That should solve the problem you're describing above, but I see another
problem:
thread 1 thread 2
----------------------------------------------------
Idle my BO
Mark DONTNEED
Start purge
pull BO off of purgeable list
Mark NEED
Mark DONTNEED
(BO gets back in the list)
purge the BO
(ouch! we purged a BO that is still in
the purgeable list)
We'd need something like:
/* Since we released the purgeable pool lock before
* acquiring the BO madv one, vc4_gem_madvise_ioctl()
* may have changed the bo->madv status in the meantime
* and may have re-used the BO. Before purging the BO we
* need to make sure
* - it is still marked as DONTNEED
* - it has not been re-inserted in the purgeable list
* - it is not used by HW blocks
* If one of these conditions is not true, just skip the
* entry.
*/
if (bo->madv == VC4_MADV_DONTNEED &&
list_empty(&bo->size_list) &&
!refcount_read(&bo->usecnt)) {
purged_size = bo->base.base.size;
vc4_bo_purge(obj);
}
> > + mutex_unlock(&bo->madv_lock);
> > + mutex_lock(&vc4->purgeable.lock);
> > +
> > + if (purged_size) {
> > + vc4->purgeable.purged_size += purged_size;
> > + vc4->purgeable.purged_num++;
> > + }
> > + }
> > + mutex_unlock(&vc4->purgeable.lock);
> > +}
>
>
> > int vc4_mmap(struct file *filp, struct vm_area_struct *vma)
> > {
> > struct drm_gem_object *gem_obj;
> > + unsigned long vm_pgoff;
> > struct vc4_bo *bo;
> > int ret;
> >
> > @@ -507,16 +759,36 @@ int vc4_mmap(struct file *filp, struct vm_area_struct *vma)
> > return -EINVAL;
> > }
> >
> > + if (bo->madv != VC4_MADV_WILLNEED) {
> > + DRM_DEBUG("mmaping of %s BO not allowed\n",
> > + bo->madv == VC4_MADV_DONTNEED ?
> > + "purgeable" : "purged");
> > + return -EINVAL;
> > + }
> > +
> > /*
> > * Clear the VM_PFNMAP flag that was set by drm_gem_mmap(), and set the
> > * vm_pgoff (used as a fake buffer offset by DRM) to 0 as we want to map
> > * the whole buffer.
> > */
> > vma->vm_flags &= ~VM_PFNMAP;
> > - vma->vm_pgoff = 0;
> >
> > + /* This ->vm_pgoff dance is needed to make all parties happy:
> > + * - dma_mmap_wc() uses ->vm_pgoff as an offset within the allocated
> > + * mem-region, hence the need to set it to zero (the value set by
> > + * the DRM core is a virtual offset encoding the GEM object-id)

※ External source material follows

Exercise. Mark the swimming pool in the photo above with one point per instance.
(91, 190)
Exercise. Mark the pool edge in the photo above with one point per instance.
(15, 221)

> > + * - the mmap() core logic needs ->vm_pgoff to be restored to its
> > + * initial before returning from this function because it encodes the
^ value
> > + * offset of this GEM in the dev->anon_inode pseudo-file and this
> > + * information will be used when we invalidate userspace mappings
> > + * with drm_vma_node_unmap() (called from vc4_gem_purge()).
> > + */
> > + vm_pgoff = vma->vm_pgoff;
> > + vma->vm_pgoff = 0;
> > ret = dma_mmap_wc(bo->base.base.dev->dev, vma, bo->base.vaddr,
> > bo->base.paddr, vma->vm_end - vma->vm_start);
> > + vma->vm_pgoff = vm_pgoff;
>
> Thanks for the explanation here!
>
> > diff --git a/drivers/gpu/drm/vc4/vc4_drv.h b/drivers/gpu/drm/vc4/vc4_drv.h
> > index 87f2d8e5c134..f54c1f5ce47f 100644
> > --- a/drivers/gpu/drm/vc4/vc4_drv.h
> > +++ b/drivers/gpu/drm/vc4/vc4_drv.h
> > @@ -74,6 +74,19 @@ struct vc4_dev {
> > /* Protects bo_cache and bo_labels. */
> > struct mutex bo_lock;
> >
> > + /* Purgeable BO pool. All BOs in this pool can have their memory
> > + * reclaimed if the driver is unable to allocate new BOs. We also
> > + * keep stats related to the purge mechanism here.
> > + */
> > + struct {
> > + struct list_head list;
> > + unsigned int num;
> > + size_t size;
> > + unsigned int purged_num;
> > + size_t purged_size;
> > + struct mutex lock;
> > + } purgeable;
> > +
> > uint64_t dma_fence_context;
> >
> > /* Sequence number for the last job queued in bin_job_list.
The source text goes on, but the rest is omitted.